Ростислав Христианович хотел было что-то возразить, но следователь не дал ему слова и продолжал:
— Однако вы можете помочь следствию, и это, разумеется, вам зачтется. Но сдается мне, что вы тертый калач и подобные посулы вас не привлекают. Тогда я предлагаю вам сделку.

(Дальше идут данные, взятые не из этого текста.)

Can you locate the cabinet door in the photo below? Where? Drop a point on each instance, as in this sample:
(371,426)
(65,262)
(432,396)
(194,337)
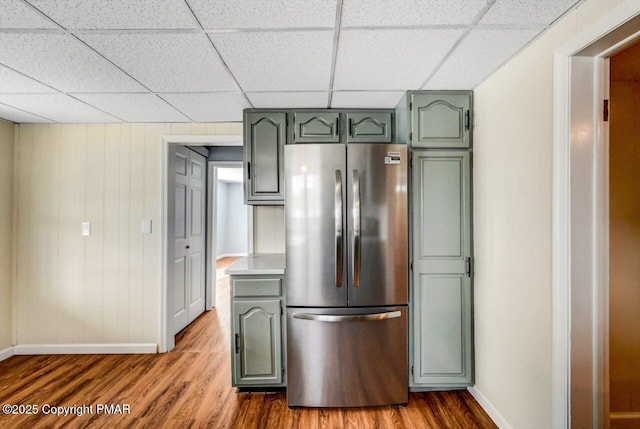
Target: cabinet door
(442,294)
(257,354)
(369,127)
(316,127)
(264,137)
(441,119)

— Какую сделку? — изумился хозяин.
— Вы поведаете нам о дневнике, а я в свою очередь не поведаю, — он понизил голос до шепота, — никому не поведаю, что вы потому так легко отделались от тюрьмы за мошенничества, что служили полицейским осведомителем. Помогали полиции, иногда, за небольшую мзду, бороться с вашим братом, злодеем и душегубом.
Сердюков с торжеством смотрел, как белый Еремеев оседает в кресле.
— Но ведь мне была обещана конфиденциальность! Вы и ваши люди не выполнили уговора! Это шантаж!
Он не мог говорить, его душило злое отчаяние.
— Нет, голубчик, — зловеще мягким голосом протянул Сердюков. — Вам ли говорить о шантаже! Вы ведь на этом деле поднаторели, не так ли! Нет! Это не шантаж! Вы утаиваете от полиции важные сведения, так не годится. Расскажете все, разойдемся друзьями, и даю вам честное благородное слово, что больше вас не побеспокою. Более того, я даже досье ваше из отделения прихватил. Получите и сожжете. Концы в воду. А вот ежели не согласитесь, то назавтра не только весь Н-ск, но и вся губерния будет знать о славном прошлом несостоявшегося жениха. Ведь вряд ли вас после эдакого позорища на порог приличного дома пустят! Публика тут проживает хоть и благонравная, но тайное сотрудничество с полицией не одобрит ныне никто. Увы, все заражено гнилым либерализмом!
— Ненавижу! — завизжал Еремеев и бросился на Сердюкова.
Однако тот не спасовал, и хоть производил впечатление нескладного и худосочного, рука у него оказалась твердая, а реакция быстрой. После короткой потасовки Еремеев был повержен на пол, с завернутыми назад руками. На шум вбежал лакей и застыл в ужасе.
— Что стоишь, дурак! Видишь, шутим мы! Поди, водки мне принеси! Горло дерет! — И уже обращаясь к Сердюкову: — Хватит уж, ваша взяла. Согласен.
Татьяна Аркадьевна после ужасной гибели ненаглядного племянника заточилась в четырех стенах и совершенно не показывалась на людях. И это понятно. Общество долго судачило о самоубийстве Верховского. Много ходило разговоров и досужих размышлений, но тайна сия так и оставалась неразгаданной. Княжна постарела и осунулась, и все, кто ее видел, удивлялись. Оказывается, она дама в летах! А доселе это обстоятельство было не столь очевидным.
Княжеский дом совсем опустел. Несколько человек прислуги и сама хозяйка молчаливыми тенями передвигались по безлюдным и, по большей части, теперь нежилым комнатам. Княжна никуда не выезжала, никого не принимала. И частенько прислуга не была уверена, жива ли их хозяйка в своих комнатах? Что она там делает? Да бог ее знает, может, молится, может, плачет, а то и вовсе сидит в оцепенении и неподвижном молчании. То, что голоса ее теперь не слышно, так это и хорошо, больно он отвратительный! Так рассуждали в людской повар, горничная и лакей.
Вязкое однообразие жизни прервал резкий звонок в парадную дверь. Дворник, он же швейцар, оторопел, так давно никто сюда не заходил и не звонил. Вошли два господина благообразного вида, один в дорогом штатском платье, другой в полицейском мундире. Второго дворник признал, следователь Сердюков. Стало быть, опять о покойном хозяине говорить будут.
— Пожалуйте, господа!
На звонок вышла горничная, приняла шляпы и отправилась доложить.
— Барыня ждут вас в библиотеке! — вернулась она через несколько минут.
Гости проследовали в указанное помещение. Комната тонула во мраке, на полках громоздились пыльные фолианты, до которых уже давно не касалась ни одна рука. Вскоре к ним вышла хозяйка. Невзрачное серенькое платьице, волосы, небрежно скрученные в пучок, на носу пенсне. Ну, совершеннейшая старуха! Точно за год постарела на двадцать лет! Хотя, вероятно, она просто стала выглядеть на свои годы. Ведь ей уже было за пятьдесят!